Enfin, le contexte financier actuel impose également une meilleure valorisation du patrimoine de l'AP-HP, qui compte parmi les plus importants de France. Mieux utiliser ses biens immobiliers revient à repenser son organisation pour agir davantage, dans des espaces optimisés. En outre la cession ou la location d'actifs permet à l'AP-HP de dégager des moyens pour financer ses futurs investissements, au bénéfice des conditions de travail et de l'accueil des patients. L'AP-HP s'est engagée dans cette politique, qui rejoint celle de l'État à l'égard de son propre patrimoine.

M. le président. La parole est à Mme Nicole Borvo Cohen-Seat.

Mme Nicole Borvo Cohen-Seat. Madame la ministre, vous m'avez seulement répondu sur l'un des aspects de ma question. En revanche, vous ne dites rien sur la pénurie d'emplois.

La perpétuation des fonctions de l'AP-HP est aujourd'hui en grand danger. Vous avez parlé de la forte concurrence qui règne dans ce secteur. Les personnes qui ne peuvent avoir accès à l'hôpital ont bien évidemment tendance à aller se faire soigner dans des cliniques. Cela fait le bonheur de la Générale de santé, qui, chacun le sait, rachète, notamment à Paris, la plupart des cliniques et des établissements mutualistes, lesquels pratiquent allégrement les dépassements d'honoraires. Le libre choix existe bel et bien à Paris pour ceux qui ont de l'argent !

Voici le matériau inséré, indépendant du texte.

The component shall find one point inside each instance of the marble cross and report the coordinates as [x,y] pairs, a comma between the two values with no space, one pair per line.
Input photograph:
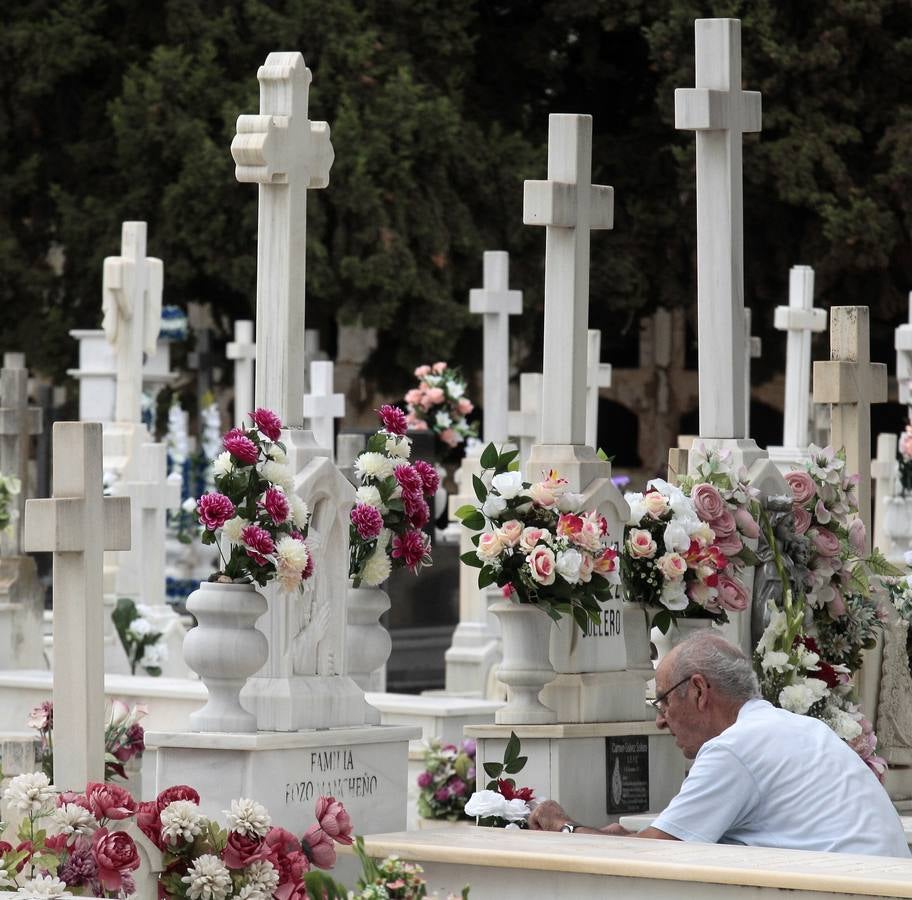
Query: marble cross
[851,383]
[719,111]
[800,319]
[598,375]
[131,302]
[321,406]
[18,422]
[77,525]
[243,351]
[286,154]
[569,206]
[496,302]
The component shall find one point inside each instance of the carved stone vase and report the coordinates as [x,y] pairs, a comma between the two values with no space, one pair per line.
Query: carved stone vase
[225,649]
[526,666]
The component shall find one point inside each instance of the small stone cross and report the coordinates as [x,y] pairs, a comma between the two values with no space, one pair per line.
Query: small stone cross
[77,525]
[598,375]
[851,383]
[287,155]
[719,111]
[496,302]
[243,351]
[321,406]
[569,206]
[800,319]
[131,301]
[18,422]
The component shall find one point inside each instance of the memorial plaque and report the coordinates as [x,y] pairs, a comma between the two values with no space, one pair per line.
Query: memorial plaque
[627,774]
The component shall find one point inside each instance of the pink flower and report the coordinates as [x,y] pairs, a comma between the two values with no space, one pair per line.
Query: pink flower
[258,542]
[241,447]
[393,419]
[430,480]
[412,548]
[267,422]
[367,520]
[214,510]
[802,485]
[708,502]
[276,505]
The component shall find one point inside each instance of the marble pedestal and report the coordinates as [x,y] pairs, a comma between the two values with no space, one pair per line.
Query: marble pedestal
[596,771]
[364,767]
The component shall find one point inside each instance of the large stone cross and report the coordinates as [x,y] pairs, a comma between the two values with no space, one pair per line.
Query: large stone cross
[18,421]
[800,319]
[496,302]
[719,111]
[131,302]
[851,383]
[569,206]
[243,351]
[77,525]
[598,375]
[287,155]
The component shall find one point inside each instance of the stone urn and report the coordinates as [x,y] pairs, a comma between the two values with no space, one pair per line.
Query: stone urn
[225,649]
[526,666]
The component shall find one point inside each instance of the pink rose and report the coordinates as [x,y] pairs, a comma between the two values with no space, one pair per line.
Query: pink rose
[708,502]
[541,565]
[802,485]
[732,594]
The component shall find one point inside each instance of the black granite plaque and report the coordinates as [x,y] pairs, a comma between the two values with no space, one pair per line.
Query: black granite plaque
[627,774]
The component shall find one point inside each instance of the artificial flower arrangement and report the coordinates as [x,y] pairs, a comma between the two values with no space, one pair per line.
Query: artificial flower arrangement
[439,403]
[124,736]
[536,544]
[446,782]
[391,504]
[684,547]
[255,510]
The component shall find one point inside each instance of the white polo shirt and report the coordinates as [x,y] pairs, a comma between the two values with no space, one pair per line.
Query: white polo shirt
[776,779]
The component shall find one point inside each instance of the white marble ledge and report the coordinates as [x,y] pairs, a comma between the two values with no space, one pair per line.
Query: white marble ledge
[281,740]
[581,730]
[715,864]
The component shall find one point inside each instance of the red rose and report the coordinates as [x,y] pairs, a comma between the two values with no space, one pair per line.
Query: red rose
[108,801]
[115,855]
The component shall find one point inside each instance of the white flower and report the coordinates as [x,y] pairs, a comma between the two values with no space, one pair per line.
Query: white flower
[508,484]
[248,818]
[30,793]
[181,820]
[373,465]
[208,879]
[43,886]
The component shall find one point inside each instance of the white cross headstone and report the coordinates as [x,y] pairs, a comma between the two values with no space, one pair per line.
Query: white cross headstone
[321,406]
[496,302]
[243,351]
[850,382]
[131,302]
[719,111]
[598,375]
[800,319]
[286,154]
[569,206]
[77,525]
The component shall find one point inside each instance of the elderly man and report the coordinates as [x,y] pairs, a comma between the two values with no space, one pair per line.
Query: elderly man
[761,775]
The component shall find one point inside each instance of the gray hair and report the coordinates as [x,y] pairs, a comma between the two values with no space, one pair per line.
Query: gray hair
[720,662]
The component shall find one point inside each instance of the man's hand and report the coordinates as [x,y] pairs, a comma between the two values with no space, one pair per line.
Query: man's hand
[548,816]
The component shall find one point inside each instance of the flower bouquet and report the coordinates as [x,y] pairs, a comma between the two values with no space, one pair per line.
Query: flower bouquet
[536,544]
[255,511]
[439,403]
[391,505]
[446,782]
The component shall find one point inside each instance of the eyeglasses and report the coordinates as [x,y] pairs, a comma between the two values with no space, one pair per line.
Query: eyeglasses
[661,701]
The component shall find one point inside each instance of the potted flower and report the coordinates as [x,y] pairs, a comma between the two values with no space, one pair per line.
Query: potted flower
[260,528]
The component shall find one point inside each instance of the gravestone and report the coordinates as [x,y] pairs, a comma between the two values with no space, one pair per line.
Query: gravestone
[78,524]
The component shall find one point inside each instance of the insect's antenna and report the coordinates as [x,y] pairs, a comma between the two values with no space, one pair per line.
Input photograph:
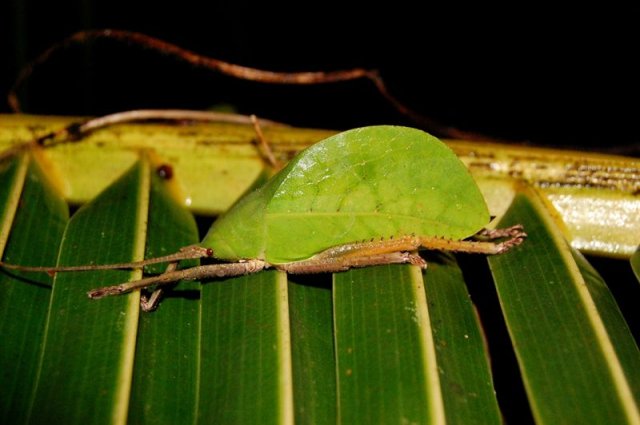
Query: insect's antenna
[199,272]
[264,145]
[187,253]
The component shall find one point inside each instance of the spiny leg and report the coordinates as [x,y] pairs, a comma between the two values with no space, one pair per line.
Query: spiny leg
[395,250]
[507,232]
[199,272]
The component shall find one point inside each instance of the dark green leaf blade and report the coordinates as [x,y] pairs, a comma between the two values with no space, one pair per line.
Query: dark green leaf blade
[24,297]
[621,337]
[85,375]
[385,356]
[567,359]
[165,383]
[312,349]
[465,378]
[245,368]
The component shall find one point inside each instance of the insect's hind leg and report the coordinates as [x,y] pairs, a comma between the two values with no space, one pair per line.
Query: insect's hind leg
[396,250]
[338,263]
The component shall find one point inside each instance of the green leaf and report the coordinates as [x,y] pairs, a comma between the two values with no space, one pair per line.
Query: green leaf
[465,378]
[85,374]
[561,328]
[409,351]
[40,220]
[245,367]
[314,380]
[165,375]
[385,365]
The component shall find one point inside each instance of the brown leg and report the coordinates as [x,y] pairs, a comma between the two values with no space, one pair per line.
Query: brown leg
[150,303]
[199,272]
[328,264]
[395,250]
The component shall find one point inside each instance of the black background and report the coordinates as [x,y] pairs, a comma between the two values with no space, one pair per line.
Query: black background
[537,75]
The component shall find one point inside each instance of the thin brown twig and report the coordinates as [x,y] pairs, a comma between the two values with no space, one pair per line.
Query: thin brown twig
[238,71]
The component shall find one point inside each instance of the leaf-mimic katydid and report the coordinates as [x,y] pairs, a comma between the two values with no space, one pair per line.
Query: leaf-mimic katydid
[363,197]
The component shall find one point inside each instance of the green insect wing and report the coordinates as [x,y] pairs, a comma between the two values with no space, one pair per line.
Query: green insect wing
[368,183]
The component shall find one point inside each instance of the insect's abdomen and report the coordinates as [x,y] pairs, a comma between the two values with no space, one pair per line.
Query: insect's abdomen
[370,183]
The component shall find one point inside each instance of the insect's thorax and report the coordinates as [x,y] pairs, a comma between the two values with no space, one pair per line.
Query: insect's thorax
[354,187]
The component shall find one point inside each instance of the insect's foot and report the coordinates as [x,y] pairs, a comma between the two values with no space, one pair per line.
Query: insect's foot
[95,294]
[516,231]
[513,242]
[416,260]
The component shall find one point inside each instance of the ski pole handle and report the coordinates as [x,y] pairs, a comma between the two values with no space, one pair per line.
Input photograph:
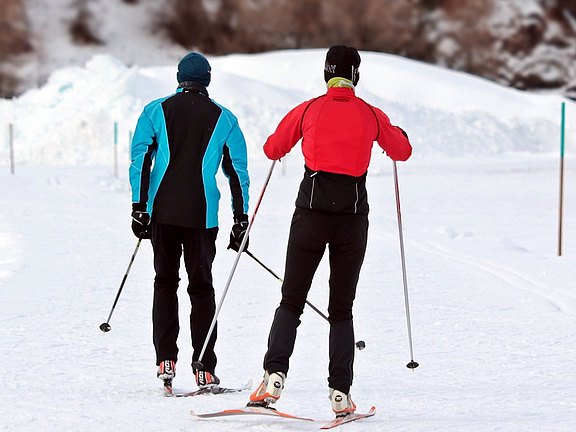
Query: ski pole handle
[198,364]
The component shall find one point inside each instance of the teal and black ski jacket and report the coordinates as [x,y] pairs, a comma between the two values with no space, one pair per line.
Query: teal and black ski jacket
[179,143]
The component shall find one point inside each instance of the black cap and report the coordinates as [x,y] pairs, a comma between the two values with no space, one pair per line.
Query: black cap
[342,61]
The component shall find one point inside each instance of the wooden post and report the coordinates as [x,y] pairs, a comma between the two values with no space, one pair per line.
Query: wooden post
[11,145]
[116,149]
[561,198]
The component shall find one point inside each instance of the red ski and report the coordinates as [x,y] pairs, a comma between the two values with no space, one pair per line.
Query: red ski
[349,418]
[207,391]
[251,410]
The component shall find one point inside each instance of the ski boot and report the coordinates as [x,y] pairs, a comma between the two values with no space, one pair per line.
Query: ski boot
[206,380]
[342,403]
[167,372]
[269,390]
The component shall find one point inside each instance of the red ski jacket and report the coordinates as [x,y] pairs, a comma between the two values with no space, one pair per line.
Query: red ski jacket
[338,131]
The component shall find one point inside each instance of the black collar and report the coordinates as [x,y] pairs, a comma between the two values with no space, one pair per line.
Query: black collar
[191,86]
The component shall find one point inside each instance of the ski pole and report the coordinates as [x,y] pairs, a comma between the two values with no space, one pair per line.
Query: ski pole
[360,344]
[412,364]
[197,365]
[105,327]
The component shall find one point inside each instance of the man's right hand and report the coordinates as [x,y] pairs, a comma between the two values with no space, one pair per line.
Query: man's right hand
[141,223]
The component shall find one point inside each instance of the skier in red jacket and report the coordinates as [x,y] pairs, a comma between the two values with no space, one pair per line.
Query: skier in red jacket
[338,130]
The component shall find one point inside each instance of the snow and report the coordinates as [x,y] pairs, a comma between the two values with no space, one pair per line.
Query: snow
[493,307]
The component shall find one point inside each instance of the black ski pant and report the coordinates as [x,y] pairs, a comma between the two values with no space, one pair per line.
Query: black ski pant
[199,246]
[346,236]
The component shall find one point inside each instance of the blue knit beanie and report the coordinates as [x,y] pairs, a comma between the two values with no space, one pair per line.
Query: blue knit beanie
[194,67]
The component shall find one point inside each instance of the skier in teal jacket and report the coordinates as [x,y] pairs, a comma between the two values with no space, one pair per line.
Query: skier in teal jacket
[179,144]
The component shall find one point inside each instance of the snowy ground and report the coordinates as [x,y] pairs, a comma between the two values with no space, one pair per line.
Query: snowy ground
[493,306]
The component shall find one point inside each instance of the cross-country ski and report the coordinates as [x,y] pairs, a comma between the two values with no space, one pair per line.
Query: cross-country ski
[349,418]
[216,390]
[250,410]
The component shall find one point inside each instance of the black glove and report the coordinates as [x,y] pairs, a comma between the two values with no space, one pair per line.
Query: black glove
[140,221]
[237,234]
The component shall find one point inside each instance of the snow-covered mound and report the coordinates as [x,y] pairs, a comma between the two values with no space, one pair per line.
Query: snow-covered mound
[71,119]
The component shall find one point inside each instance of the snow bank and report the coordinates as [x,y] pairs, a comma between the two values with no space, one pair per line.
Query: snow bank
[71,119]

Vous avez évoqué la vente du patrimoine. Or le personnel est très inquiet. Si l'État brade le patrimoine public de la France pour payer les dettes, l'AP-HP, quant à elle, vend non seulement des hôpitaux, mais aussi des logements proches des établissements hospitaliers. Pourtant, il est très important de pouvoir loger les personnels hospitaliers à des loyers accessibles, c'est-à-dire publics, si l'on veut leur donner la possibilité, à eux qui ont de faibles revenus et des horaires décalés, d'avoir, comme cela est souhaitable, une vie familiale.

Vous savez enfin que ces personnels ont du mal à prendre leurs jours de RTT, alors qu'ils en auraient bien besoin, et qu'ils cumulent, de ce fait, 1,2 million de jours non pris ! Le fait que l'AP-HP se sépare de logements destinés aux personnels, dont la gestion - je vous l'accorde - n'est pas toujours très bonne, ajoute encore aux difficultés du personnel, alors que, au contraire, l'AP-HP, aidée par l'État, devrait favoriser le logement des personnels à horaires décalés à proximité des établissements.